Provide documentation on preferred method of migrating Gitaly servers
Searching through the documentation on https://docs.gitlab.com/, I was unable to find any appropriate documentation on how we officially recommend this type of migration be done. There is some documentation on using rsync: https://docs.gitlab.com/ee/administration/operations/moving_repositories.html.
However, I feel this approach, of using rsync, is outdated compared to the tooling the product now provides through the Project repository storage moves API. Most importantly, the old rsync-based documentation provides no easy approach to validating that the new repository is equivalent to the source.
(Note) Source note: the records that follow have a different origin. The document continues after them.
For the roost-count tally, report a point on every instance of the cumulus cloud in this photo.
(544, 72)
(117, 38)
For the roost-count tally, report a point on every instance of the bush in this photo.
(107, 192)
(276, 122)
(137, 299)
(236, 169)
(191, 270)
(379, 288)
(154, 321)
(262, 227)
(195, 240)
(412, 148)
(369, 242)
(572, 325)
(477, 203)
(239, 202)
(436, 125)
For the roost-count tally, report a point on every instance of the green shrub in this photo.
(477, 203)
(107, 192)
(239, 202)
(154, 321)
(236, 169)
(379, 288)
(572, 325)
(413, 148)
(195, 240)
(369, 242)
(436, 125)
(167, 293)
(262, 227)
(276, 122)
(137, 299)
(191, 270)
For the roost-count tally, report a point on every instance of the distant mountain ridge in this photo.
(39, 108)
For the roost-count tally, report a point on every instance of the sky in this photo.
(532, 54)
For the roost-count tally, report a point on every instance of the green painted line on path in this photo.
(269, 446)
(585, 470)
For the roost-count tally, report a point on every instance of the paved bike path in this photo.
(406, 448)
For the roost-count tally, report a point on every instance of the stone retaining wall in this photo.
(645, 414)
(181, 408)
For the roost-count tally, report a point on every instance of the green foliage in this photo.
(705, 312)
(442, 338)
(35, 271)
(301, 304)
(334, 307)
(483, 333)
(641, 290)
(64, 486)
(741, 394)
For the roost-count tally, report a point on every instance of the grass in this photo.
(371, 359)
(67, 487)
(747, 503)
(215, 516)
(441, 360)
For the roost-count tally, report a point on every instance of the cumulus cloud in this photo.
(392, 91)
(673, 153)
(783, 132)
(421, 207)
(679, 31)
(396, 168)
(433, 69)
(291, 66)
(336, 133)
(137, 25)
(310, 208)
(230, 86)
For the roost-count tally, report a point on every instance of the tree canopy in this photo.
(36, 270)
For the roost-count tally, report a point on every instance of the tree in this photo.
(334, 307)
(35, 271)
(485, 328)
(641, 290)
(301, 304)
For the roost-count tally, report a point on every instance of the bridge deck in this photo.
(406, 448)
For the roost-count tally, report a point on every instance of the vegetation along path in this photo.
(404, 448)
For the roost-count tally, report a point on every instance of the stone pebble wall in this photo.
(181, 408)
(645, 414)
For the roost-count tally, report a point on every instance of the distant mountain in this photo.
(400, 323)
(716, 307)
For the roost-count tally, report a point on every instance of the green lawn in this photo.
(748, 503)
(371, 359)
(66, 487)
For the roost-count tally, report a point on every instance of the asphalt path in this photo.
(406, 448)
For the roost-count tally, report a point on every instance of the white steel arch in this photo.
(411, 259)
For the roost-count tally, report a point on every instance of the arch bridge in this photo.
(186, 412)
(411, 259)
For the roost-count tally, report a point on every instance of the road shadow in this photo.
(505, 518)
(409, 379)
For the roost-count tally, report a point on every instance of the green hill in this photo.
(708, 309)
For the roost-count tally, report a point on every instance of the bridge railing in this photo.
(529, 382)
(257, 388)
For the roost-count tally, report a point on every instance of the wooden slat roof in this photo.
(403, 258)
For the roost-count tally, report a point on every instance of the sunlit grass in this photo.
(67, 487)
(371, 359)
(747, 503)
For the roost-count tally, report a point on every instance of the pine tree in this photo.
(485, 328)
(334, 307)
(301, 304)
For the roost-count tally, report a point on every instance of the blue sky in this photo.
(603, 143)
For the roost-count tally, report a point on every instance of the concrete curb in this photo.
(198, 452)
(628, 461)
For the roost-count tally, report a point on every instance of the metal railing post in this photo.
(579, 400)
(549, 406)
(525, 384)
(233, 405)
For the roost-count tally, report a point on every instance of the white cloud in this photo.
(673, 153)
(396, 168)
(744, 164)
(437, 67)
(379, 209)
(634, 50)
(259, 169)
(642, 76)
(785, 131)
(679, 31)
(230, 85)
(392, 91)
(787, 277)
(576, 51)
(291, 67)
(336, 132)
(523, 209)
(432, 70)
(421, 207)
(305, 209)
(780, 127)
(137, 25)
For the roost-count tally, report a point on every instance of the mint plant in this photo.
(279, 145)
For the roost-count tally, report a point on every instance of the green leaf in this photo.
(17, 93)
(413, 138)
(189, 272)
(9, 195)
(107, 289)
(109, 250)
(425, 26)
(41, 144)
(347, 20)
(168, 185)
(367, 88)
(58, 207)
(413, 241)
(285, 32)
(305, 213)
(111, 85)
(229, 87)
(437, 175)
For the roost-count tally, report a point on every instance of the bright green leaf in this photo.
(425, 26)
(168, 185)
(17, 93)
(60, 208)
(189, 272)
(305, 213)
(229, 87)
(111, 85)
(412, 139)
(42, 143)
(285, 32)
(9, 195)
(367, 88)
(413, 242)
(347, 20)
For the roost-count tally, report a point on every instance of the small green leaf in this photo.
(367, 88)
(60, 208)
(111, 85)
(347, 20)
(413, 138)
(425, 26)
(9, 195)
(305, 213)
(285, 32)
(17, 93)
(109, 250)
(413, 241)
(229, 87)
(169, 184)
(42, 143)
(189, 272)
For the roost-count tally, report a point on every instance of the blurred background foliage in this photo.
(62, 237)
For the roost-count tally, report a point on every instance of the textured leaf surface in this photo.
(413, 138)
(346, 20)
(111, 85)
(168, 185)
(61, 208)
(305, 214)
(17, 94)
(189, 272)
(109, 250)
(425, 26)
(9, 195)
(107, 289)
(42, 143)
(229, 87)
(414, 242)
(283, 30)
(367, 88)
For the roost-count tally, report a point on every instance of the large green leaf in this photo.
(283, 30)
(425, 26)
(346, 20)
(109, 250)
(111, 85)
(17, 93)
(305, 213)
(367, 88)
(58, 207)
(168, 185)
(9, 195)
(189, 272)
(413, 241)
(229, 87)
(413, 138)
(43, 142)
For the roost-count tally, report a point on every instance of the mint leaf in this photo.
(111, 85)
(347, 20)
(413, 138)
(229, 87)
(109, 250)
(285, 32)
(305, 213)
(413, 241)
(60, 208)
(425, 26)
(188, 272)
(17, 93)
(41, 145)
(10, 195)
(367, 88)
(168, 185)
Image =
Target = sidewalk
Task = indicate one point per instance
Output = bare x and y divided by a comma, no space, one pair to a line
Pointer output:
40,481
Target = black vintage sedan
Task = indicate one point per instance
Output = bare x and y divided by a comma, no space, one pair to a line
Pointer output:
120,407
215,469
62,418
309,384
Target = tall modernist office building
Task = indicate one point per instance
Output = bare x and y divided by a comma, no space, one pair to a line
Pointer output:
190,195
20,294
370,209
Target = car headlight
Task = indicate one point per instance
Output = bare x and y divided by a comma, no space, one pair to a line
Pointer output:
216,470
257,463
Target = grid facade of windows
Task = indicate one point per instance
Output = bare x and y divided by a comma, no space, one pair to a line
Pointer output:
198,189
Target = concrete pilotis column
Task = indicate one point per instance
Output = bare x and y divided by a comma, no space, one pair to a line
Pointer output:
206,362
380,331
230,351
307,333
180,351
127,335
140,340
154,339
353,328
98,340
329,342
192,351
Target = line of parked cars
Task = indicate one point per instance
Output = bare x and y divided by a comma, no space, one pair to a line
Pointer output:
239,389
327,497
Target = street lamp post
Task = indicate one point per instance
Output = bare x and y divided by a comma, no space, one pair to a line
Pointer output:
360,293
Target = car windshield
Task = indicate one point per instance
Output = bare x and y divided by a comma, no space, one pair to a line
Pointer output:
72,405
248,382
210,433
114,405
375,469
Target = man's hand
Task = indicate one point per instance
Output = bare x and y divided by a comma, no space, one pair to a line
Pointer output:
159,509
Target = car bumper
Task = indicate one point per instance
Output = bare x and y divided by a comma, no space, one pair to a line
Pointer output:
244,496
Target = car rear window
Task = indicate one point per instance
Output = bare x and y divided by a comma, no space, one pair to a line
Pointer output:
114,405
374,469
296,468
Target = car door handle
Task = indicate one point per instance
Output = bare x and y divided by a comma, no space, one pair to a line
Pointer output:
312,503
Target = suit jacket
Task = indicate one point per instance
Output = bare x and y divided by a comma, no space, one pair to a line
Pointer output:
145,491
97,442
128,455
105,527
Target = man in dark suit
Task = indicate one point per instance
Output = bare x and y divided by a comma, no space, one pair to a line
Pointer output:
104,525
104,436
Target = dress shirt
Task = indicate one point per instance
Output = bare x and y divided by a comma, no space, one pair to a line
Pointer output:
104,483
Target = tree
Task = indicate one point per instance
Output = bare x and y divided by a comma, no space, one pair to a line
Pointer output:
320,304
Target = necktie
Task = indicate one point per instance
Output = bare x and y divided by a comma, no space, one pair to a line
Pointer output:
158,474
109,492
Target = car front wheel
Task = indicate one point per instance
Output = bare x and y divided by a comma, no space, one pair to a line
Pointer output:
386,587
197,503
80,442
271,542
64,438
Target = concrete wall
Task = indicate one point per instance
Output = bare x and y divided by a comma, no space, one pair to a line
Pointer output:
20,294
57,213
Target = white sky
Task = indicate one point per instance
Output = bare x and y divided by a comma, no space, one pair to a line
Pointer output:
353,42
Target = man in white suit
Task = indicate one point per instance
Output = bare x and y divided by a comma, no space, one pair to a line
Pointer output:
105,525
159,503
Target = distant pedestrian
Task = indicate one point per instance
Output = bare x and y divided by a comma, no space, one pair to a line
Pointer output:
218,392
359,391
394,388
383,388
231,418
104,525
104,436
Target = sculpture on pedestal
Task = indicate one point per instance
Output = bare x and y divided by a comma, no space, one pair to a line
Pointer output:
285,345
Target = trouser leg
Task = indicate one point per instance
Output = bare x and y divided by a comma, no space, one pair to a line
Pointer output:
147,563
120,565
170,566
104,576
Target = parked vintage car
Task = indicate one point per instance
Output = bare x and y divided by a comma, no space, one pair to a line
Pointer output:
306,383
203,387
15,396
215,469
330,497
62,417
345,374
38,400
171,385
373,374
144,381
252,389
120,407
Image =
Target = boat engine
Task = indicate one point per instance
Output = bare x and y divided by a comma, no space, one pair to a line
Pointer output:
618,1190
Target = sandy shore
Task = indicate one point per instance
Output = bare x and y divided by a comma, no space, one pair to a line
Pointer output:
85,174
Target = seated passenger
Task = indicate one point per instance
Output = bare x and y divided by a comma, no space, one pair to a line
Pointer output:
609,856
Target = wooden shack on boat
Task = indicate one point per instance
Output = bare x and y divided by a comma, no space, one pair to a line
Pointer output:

GitLab.com's infrastructure team are well versed in moving repositories around (@nnelson is our resident expert on this) and, with the help of the Gitaly team (thanks to @zj-gitlab and @derekferguson's prioritisation), this tooling has largely been integrated into the product now. Instead of building tools outside the product, the tooling that we need is now part of the product.
This has all the virtues of dogfooding: the migration process is well built, well tested, used by the infrastructure team and migrations can be done with almost no downtime - only a brief interruption per repository. Importantly, the repositories are fully validated before-and-after to ensure that corruption cannot occur.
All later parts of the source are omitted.